Best veel hè? Bij jongere kinderen zou ik me meer richten op alle indrukken, op de omvang van een luchthaven en op welke manier je daar je weg in kunt vinden. Bij oudere kinderen zou me ook kunnen richten op inhoudelijke aspecten van een luchthaven:

  • wat doet wie?
  • wat doet de douane precies?
  • wat mag je wel en niet meenemen in het vliegtuig en wat moet je inleveren bij de douane wanneer je dat meeneemt vanuit het buitenland of naar het buitenland?

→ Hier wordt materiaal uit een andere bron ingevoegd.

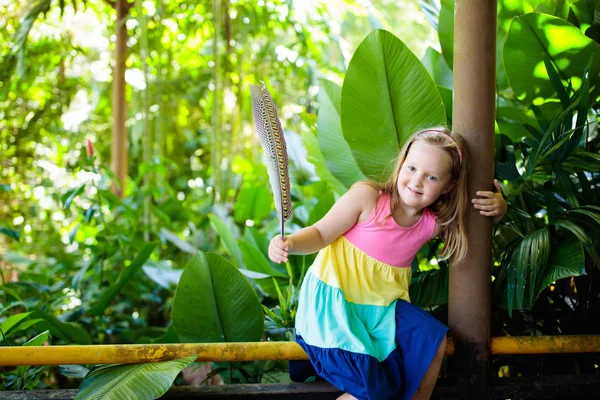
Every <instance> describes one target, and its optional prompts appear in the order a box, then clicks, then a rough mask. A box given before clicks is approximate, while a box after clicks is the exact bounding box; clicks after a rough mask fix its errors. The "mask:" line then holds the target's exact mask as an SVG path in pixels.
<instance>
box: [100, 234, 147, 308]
mask: <svg viewBox="0 0 600 400" xmlns="http://www.w3.org/2000/svg"><path fill="white" fill-rule="evenodd" d="M157 245H158V243H155V242H154V243H148V244H147V245H145V246H144V248H143V249H142V250H140V252H139V253H138V254H137V256H136V257H135V258H134V260H133V261H132V262H131V264H129V265H128V266H127V267H125V268H124V269H123V272H121V275H120V276H119V279H117V282H115V283H114V284H112V285H111V286H109V287H108V289H106V290H105V291H104V293H102V297H100V300H98V302H97V303H96V304H94V305H93V306H92V307H91V308H90V309H89V312H90V313H91V314H94V315H97V316H100V315H102V314H103V313H104V310H106V307H108V305H109V304H110V302H111V301H112V300H113V299H114V298H115V296H116V295H117V294H119V292H120V291H121V290H122V289H123V287H124V286H125V285H126V284H127V283H128V282H129V280H130V279H131V277H132V276H133V275H134V274H135V273H136V272H137V271H138V270H139V269H140V268H142V266H143V265H144V263H145V262H146V261H147V260H148V258H150V255H152V252H153V251H154V249H155V248H156V246H157Z"/></svg>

  • hoe komen de koffers in een vliegtuig terecht?
  • hoe weet een piloot waar hij precies moet landen op een luchthaven?
  • waarom zijn niet alle vliegtuigen hetzelfde?
  • hoeveel mensen passen er in een vliegtuig?
  • hoe weet je waar jouw vliegtuig op gaat stijgen?
  • hoe weet je waar het vliegtuig met jouw opa/oma gaat landen?
  • etc.

Ulf ging natuurlijk niet alleen mee naar het vliegveld, hij ging mee met vakantie en heeft ook daar zijn ogen uitgekeken, maar daar kom ik in een ander blog op terug.